Tal como em Inflamed, .O Love, Curry e Gilbert rejeitam a metáfora do sistema imunitário como um sistema de defesa capaz de destruir elementos “invasores” do nosso corpo. Sabemos hoje que o sistema imunitário se desenvolve em relações simbióticas com bactérias desde o desenvolvimento intrauterino. Em vez de “invasoras” ou capazes de provocar doença e morte, estas bactérias permanecem em nós e viabilizam e modulam processos essenciais à vida - como a digestão, a produção de hormonas, a circulação sanguínea, as sinapses nervosas - desempenhando funções críticas para a nossa saúde e longevidade.
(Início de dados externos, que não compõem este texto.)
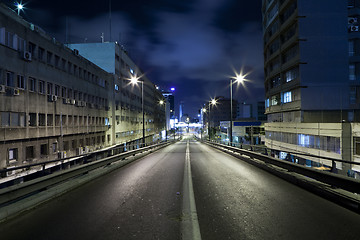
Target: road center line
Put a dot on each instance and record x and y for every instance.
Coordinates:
(190, 225)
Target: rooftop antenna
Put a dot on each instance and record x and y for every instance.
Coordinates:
(110, 18)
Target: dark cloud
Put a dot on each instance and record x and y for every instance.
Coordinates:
(194, 45)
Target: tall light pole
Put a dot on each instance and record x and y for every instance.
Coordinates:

São parte das relações sem as quais não existimos e que se ampliam a todas as formas de vida não-humanas - bactérias, vírus, fungos, plantas e animais - que se materializam na diversidade, heterogeneidade e complexidade do mundo.
As histórias de cooperação e simbiose, de coexistência precisam de ser contadas porque a nossa sobrevivência não depende dos mais aptos, mas do cuidado. Narrar estas histórias exige, da nossa parte, o envolvimento na criação de espaços que não existem ainda, e que não cabem nas categorias ou classificações das ciências. Narrar as histórias das lutas por futuros não projetados pela medicina ou pelas estruturas políticas, económicas e sociais que moldam as infeções e epidemias - como nos mostram as histórias de Inflamed, e que encontramos também na nossa investigação (Ferreira, 2021b) -, é uma forma de abolição de uma monocultura e de exaltação das “ecologias do talvez”. Como diz Martin Savransky (2021: 13; tradução nossa): “As histórias fazem coisas, elas infetam as nossas vidas e práticas, elas tecem e rasgam mundos, elas moldam as formas como podem vir a ser habitados”. O livro aqui analisado mostra-nos que sem as histórias não percebemos a dimensão da experiência. As experiências de doença ou de sofrimento estão, por sua vez, relacionadas com as dimensões coletivas e da vida em comum que a medicina não consegue contemplar ou compreender, por não ter tradução nas causas somatizadas da doença ou do distúrbio. As histórias incluem os elementos que, sendo parte da experiência, são sempre mediados pela linguagem técnica e científica.
A grande força de Inflamed é a de nos mostrar que estas histórias emergem através do nosso envolvimento nas situações que possibilitam essa emergência, como mostra exemplarmente o compromisso de Rupa Marya. É neste compromisso (e risco) de nos associarmos a outras práticas da saúde e do cuidado, conscientes de que este implica também a nossa experiência e prática, que podemos ambicionar aceder à dimensão existencial das condições de vida, sofrimento, resistência e luta que as pessoas e comunidades enfrentam e que as inflamam.